Alívio e preocupação

José Horta Manzano

Alívio

Não há motivo pra reclamar: pelo menos nos dois municípios mais populosos do Brasil, Rio e São Paulo, evitou-se a catástrofe. No Rio, berço político de Bolsonaro, um assessor e amigo íntimo do antigo presidente se candidatou à Prefeitura e acabou derrotado por ampla margem.

Em São Paulo, um salafrário surgido das trevas se valeu de comportamento pérfido a fim de desmerecer os demais candidatos, seus adversários. Em metódica sanha de destruição de reputações, o indivíduo não hesitou em cometer crime de falsidade ideológica, denúncia de falso crime, criação e divulgação de notícia falsa, injúria, calúnia e difamação.

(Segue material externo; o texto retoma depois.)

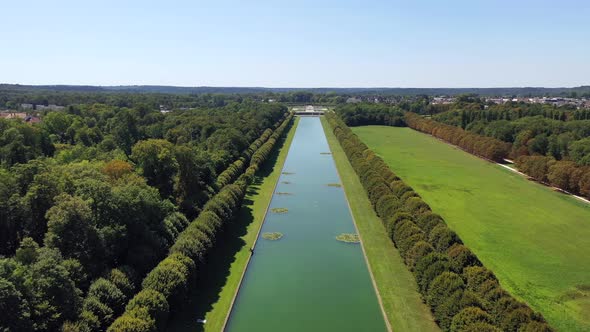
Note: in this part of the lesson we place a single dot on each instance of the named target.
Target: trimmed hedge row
(166, 286)
(482, 146)
(562, 174)
(462, 294)
(98, 313)
(238, 167)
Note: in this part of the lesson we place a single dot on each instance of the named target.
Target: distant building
(353, 100)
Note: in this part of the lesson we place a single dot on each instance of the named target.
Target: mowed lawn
(536, 241)
(397, 287)
(226, 265)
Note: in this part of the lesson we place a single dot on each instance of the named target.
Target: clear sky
(307, 43)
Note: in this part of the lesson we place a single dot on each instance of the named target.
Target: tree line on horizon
(82, 223)
(545, 144)
(463, 295)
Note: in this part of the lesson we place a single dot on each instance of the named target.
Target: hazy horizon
(308, 44)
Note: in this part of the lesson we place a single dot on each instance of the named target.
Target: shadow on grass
(212, 276)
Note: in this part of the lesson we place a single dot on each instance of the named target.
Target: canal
(307, 280)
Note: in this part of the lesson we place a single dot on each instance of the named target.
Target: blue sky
(334, 43)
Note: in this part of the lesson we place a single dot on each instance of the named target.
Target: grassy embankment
(396, 285)
(534, 239)
(213, 298)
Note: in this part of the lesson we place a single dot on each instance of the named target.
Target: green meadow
(536, 241)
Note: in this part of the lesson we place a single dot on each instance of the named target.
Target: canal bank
(213, 299)
(307, 280)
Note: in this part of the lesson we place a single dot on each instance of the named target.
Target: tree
(158, 163)
(124, 130)
(71, 231)
(469, 316)
(15, 311)
(27, 253)
(579, 151)
(54, 296)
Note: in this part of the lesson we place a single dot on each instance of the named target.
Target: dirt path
(580, 198)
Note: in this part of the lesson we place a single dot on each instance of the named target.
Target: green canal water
(307, 280)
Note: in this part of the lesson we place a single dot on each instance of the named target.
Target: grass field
(212, 299)
(396, 285)
(536, 241)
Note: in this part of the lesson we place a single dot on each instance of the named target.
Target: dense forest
(93, 197)
(550, 144)
(462, 293)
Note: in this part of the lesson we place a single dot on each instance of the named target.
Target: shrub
(418, 250)
(429, 267)
(137, 320)
(442, 287)
(107, 293)
(154, 302)
(442, 238)
(416, 206)
(469, 316)
(428, 221)
(462, 257)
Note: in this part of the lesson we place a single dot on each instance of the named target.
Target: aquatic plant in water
(273, 236)
(279, 210)
(348, 238)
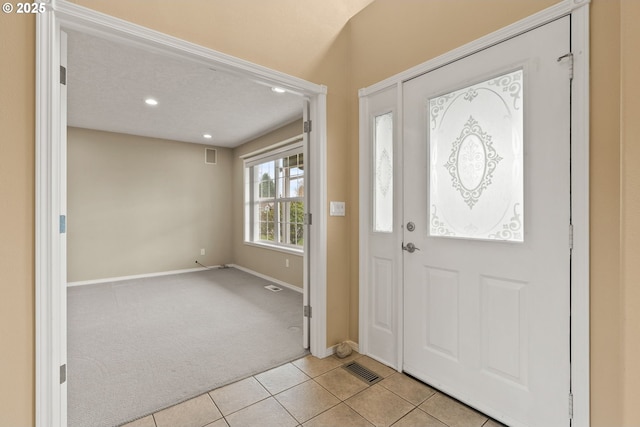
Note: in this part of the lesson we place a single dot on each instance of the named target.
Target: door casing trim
(578, 10)
(50, 256)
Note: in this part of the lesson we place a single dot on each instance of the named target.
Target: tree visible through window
(277, 200)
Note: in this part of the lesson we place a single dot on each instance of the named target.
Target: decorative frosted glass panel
(476, 163)
(383, 174)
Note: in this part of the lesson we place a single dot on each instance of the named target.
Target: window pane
(476, 161)
(265, 177)
(276, 201)
(266, 213)
(383, 173)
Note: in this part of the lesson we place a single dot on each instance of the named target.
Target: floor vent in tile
(363, 373)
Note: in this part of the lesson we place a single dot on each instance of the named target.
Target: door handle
(411, 248)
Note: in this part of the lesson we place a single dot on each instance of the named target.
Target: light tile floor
(313, 392)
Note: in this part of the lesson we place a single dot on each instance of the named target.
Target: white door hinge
(570, 236)
(570, 406)
(63, 75)
(568, 57)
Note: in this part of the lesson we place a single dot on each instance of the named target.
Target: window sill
(277, 248)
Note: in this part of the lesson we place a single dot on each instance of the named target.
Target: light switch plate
(337, 208)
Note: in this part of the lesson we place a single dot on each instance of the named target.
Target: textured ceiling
(108, 82)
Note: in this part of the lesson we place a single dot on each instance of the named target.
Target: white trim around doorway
(50, 252)
(578, 10)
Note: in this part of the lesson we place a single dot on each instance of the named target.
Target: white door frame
(50, 251)
(580, 356)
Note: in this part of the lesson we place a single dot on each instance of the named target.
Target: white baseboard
(264, 276)
(137, 276)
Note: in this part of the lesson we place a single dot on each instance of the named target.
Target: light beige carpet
(138, 346)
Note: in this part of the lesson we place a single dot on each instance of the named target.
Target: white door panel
(381, 269)
(487, 184)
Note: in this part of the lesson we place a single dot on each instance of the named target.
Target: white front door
(487, 209)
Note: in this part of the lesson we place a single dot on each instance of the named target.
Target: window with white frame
(274, 195)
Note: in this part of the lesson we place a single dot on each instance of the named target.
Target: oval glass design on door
(476, 161)
(383, 173)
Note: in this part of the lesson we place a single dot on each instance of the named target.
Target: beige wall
(306, 40)
(141, 205)
(265, 261)
(630, 209)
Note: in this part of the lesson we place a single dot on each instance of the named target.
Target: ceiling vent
(210, 156)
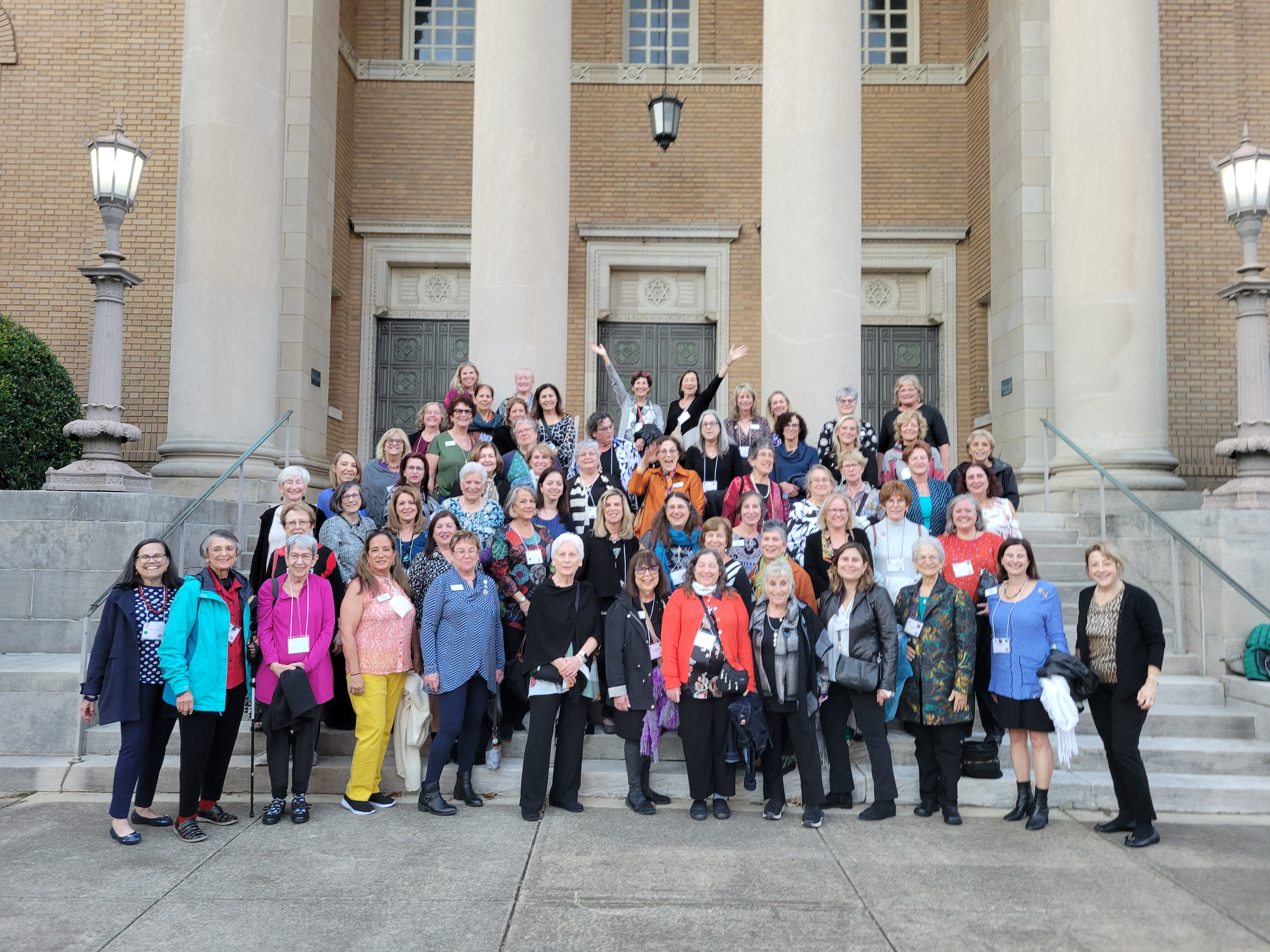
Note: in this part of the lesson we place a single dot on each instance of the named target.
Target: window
(886, 28)
(441, 31)
(658, 27)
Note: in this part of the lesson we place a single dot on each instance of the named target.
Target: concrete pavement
(610, 880)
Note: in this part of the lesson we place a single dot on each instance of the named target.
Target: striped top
(460, 631)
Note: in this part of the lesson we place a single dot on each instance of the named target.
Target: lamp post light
(1245, 177)
(116, 166)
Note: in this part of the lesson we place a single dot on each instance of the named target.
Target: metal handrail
(1178, 536)
(181, 524)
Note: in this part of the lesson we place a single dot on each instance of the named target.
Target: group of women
(623, 583)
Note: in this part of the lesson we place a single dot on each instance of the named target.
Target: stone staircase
(1202, 755)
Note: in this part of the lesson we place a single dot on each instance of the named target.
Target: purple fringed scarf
(663, 717)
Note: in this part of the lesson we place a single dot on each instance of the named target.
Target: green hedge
(37, 399)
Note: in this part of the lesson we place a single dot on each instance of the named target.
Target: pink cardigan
(286, 619)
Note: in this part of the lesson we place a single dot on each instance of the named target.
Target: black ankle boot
(1041, 814)
(432, 802)
(464, 790)
(1024, 805)
(649, 794)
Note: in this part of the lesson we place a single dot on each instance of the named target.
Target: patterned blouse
(346, 541)
(519, 565)
(484, 522)
(562, 436)
(1101, 629)
(153, 606)
(383, 637)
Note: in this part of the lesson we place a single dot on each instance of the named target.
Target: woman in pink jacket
(296, 622)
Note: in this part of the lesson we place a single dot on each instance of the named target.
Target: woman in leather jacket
(860, 621)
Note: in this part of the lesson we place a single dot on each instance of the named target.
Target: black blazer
(724, 468)
(628, 660)
(813, 559)
(601, 569)
(1140, 639)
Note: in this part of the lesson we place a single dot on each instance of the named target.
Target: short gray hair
(776, 526)
(301, 542)
(572, 539)
(218, 534)
(288, 473)
(949, 527)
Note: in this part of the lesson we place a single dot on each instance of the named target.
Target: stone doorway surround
(388, 246)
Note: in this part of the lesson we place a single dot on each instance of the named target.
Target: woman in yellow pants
(379, 611)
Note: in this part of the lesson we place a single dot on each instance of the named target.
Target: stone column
(520, 248)
(1110, 361)
(811, 181)
(224, 367)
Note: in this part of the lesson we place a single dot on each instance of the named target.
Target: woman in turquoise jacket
(204, 658)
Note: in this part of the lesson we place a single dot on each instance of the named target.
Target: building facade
(351, 197)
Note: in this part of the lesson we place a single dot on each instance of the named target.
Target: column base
(98, 477)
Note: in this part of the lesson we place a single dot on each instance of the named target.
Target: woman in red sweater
(704, 625)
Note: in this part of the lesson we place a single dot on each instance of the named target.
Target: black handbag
(981, 760)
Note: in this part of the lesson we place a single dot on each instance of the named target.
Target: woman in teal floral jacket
(939, 621)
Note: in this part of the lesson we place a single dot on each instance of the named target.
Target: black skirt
(1024, 715)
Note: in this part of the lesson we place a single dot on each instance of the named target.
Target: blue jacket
(195, 652)
(941, 494)
(115, 666)
(1032, 627)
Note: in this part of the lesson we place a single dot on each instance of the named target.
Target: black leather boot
(1041, 812)
(649, 794)
(464, 790)
(1024, 805)
(432, 802)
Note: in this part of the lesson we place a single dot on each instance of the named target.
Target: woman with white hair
(475, 511)
(293, 483)
(716, 460)
(562, 635)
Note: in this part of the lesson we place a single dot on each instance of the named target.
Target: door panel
(666, 351)
(415, 361)
(890, 352)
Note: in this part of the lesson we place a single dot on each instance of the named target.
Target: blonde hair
(912, 381)
(389, 434)
(600, 530)
(906, 418)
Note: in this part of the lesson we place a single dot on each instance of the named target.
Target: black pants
(1119, 724)
(793, 730)
(141, 749)
(299, 742)
(939, 761)
(461, 712)
(704, 729)
(872, 723)
(206, 747)
(569, 733)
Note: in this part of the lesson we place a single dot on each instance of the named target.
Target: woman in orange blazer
(656, 484)
(694, 649)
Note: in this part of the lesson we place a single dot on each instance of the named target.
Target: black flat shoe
(1133, 841)
(1119, 824)
(139, 820)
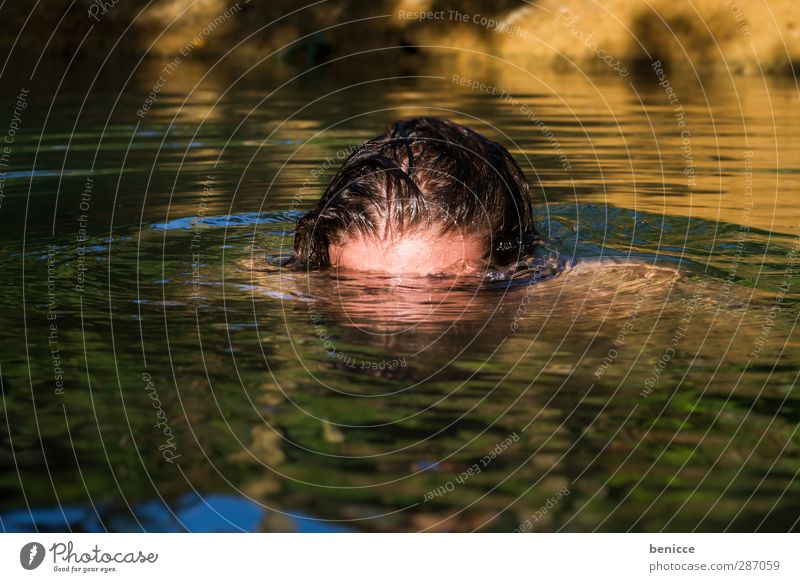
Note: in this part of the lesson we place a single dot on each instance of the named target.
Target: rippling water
(158, 374)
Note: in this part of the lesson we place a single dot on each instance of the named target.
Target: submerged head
(428, 197)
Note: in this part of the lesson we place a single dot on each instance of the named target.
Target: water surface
(159, 375)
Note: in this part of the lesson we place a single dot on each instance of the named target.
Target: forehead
(419, 253)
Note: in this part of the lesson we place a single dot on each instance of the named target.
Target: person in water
(429, 197)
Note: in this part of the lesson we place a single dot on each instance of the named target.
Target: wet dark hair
(423, 173)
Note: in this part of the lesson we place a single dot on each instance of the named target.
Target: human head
(427, 197)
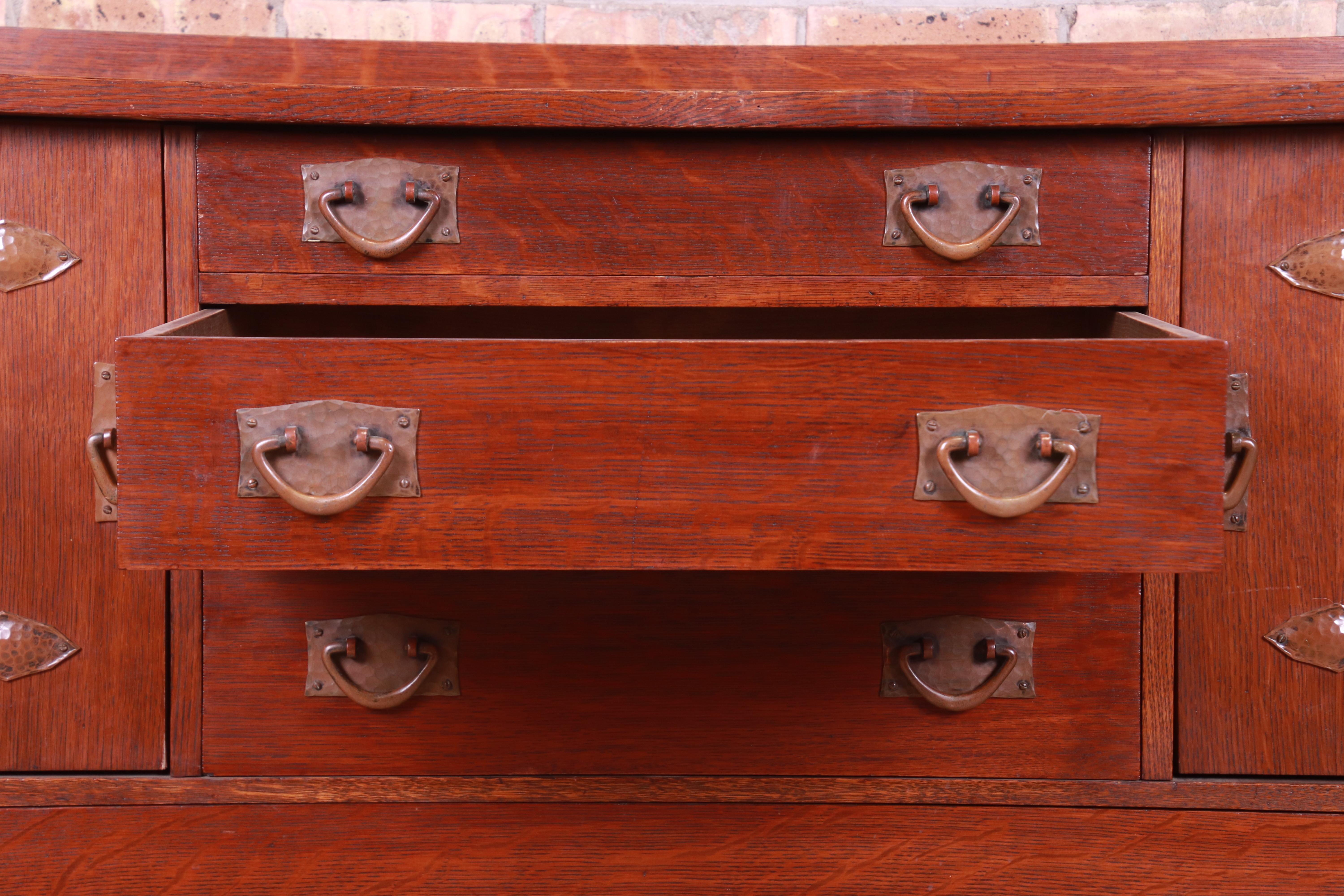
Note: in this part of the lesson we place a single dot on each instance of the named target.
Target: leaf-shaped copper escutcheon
(1316, 639)
(28, 647)
(30, 256)
(1316, 265)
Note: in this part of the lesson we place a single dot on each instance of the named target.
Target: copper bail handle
(323, 504)
(950, 702)
(1015, 506)
(104, 472)
(381, 248)
(959, 252)
(1236, 491)
(369, 699)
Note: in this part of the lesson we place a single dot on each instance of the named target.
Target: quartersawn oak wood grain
(655, 851)
(1181, 793)
(1245, 709)
(197, 78)
(97, 190)
(671, 674)
(665, 292)
(674, 203)
(671, 454)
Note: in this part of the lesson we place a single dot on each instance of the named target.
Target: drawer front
(669, 851)
(671, 454)
(686, 674)
(698, 205)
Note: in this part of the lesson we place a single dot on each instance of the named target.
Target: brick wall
(686, 22)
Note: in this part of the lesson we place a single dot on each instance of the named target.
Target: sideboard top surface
(353, 82)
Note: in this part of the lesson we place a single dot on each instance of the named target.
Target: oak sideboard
(553, 469)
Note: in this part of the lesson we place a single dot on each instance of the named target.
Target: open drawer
(616, 439)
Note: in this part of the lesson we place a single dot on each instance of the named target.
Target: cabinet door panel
(99, 191)
(1245, 709)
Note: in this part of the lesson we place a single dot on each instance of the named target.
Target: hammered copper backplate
(963, 211)
(327, 461)
(1238, 422)
(1009, 463)
(380, 210)
(1316, 265)
(1315, 639)
(959, 666)
(29, 647)
(382, 666)
(30, 256)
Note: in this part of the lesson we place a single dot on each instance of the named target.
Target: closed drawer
(685, 674)
(569, 218)
(671, 453)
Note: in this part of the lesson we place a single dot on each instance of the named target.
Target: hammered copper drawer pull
(1019, 504)
(960, 252)
(368, 699)
(1007, 659)
(323, 504)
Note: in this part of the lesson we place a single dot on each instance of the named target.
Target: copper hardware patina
(958, 663)
(30, 256)
(1001, 459)
(1315, 639)
(962, 209)
(1316, 265)
(384, 660)
(1241, 454)
(101, 444)
(29, 647)
(381, 207)
(326, 457)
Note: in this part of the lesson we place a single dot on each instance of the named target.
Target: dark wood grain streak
(677, 674)
(194, 78)
(1245, 709)
(1182, 793)
(182, 281)
(670, 454)
(97, 190)
(665, 850)
(702, 205)
(734, 292)
(1165, 264)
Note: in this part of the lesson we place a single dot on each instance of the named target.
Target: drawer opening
(321, 322)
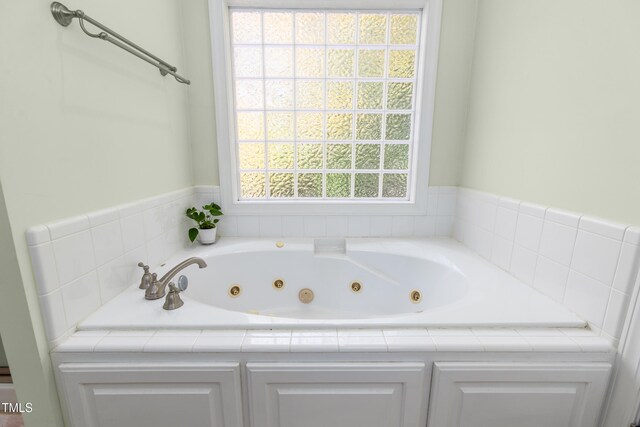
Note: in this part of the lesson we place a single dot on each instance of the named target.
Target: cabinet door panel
(336, 394)
(508, 394)
(101, 395)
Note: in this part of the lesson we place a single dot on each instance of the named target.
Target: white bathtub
(456, 289)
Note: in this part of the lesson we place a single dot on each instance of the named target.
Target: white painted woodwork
(517, 394)
(152, 395)
(337, 394)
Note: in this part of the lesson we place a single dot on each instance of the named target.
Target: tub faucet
(157, 288)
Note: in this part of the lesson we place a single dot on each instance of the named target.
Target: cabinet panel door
(336, 394)
(154, 395)
(509, 394)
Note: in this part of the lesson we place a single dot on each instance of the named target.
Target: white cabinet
(152, 395)
(337, 394)
(517, 394)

Apesar do auê que provocou, e que se levantou como ola agitando os caminhos ingênuos das redes, não chegou aonde queria. Ficou em terceiro lugar e acabou fora do segundo turno.

Além da derrota, vai ter de enfrentar processos na Justiça – na mais recente contagem já eram 130 ações. Algumas delas têm potencial de condená-lo a uma inelegibilidade de 8 anos, o que o alijaria das próximas duas presidenciais.

Esse foi o alívio, agora vem a preocupação.

Preocupação

Os paulistanos foram às urnas sabendo quem era o forasteiro arruaceiro. Ninguém pode alegar ignorância. Nas últimas semanas, o personagem deu exaustiva mostra de especial talento para a destruição, sem mostrar ter, em contrapeso, boas ideias para o bem comum. Todo o mundo viu isso, portanto, ninguém pode dizer que votou enganado.

Assim, os 28,15% de votos dados ao cavalheiro Marçal foram votos refletidos, pesados e decididos. Trocando em miúdos, essa porcentagem de ar inofensivo informa que 2 em cada 7 eleitores votaram nesse senhor. Dois em cada sete!

Imagine estar numa rodinha de conversa, acompanhado de outras 6 pessoas. Pois acredite: as estatísticas indicam que dois participantes da roda escolheram votar nesse pilantra. É muita gente!

Dizem que o brasileiro comum não se informa mais pelos canais tradicionais (jornal, rádio, tevê), mas só consulta redes sociais e só nelas bota fé. Não há como negar. Mas devo pôr as coisas no lugar. Se o simples fato de se informar pelas redes fosse suficiente para decidir votar no candidato de boné, todos os paulistanos comuns teriam votado nele. Não foi o que aconteceu.

Se algo vai mal, é a cabecinha dos que cometeram esse voto temerário. Uma coisa é votar num rinoceronte para vereador (São Paulo, 1959), num palhaço ou num estilista para deputado. Outra coisa, bem mais grave, é escolher um paraquedista torpe e perigoso para governar a maior cidade do país. Nesse estágio, o jogo não admite brincadeiras.

O estrago não se chama Pablo Marçal, que esse passou. O dano maior preexistia à chegada de Marçal e permanece após sua saída de cena. A verdadeira distorção está na personalidade dos cidadãos que deram seu voto a ele. A preocupação continua viva.

O próximo aventureiro que proporcionar um show de horrores – com agressões verbais e físicas, insultos e golpes abaixo da cintura, shows para otário ver (conforme disse Marçal) – tem boas chances de obter excelente votação. Quiçá de ser eleito.

Se essa perspectiva não for inquietante, o que será?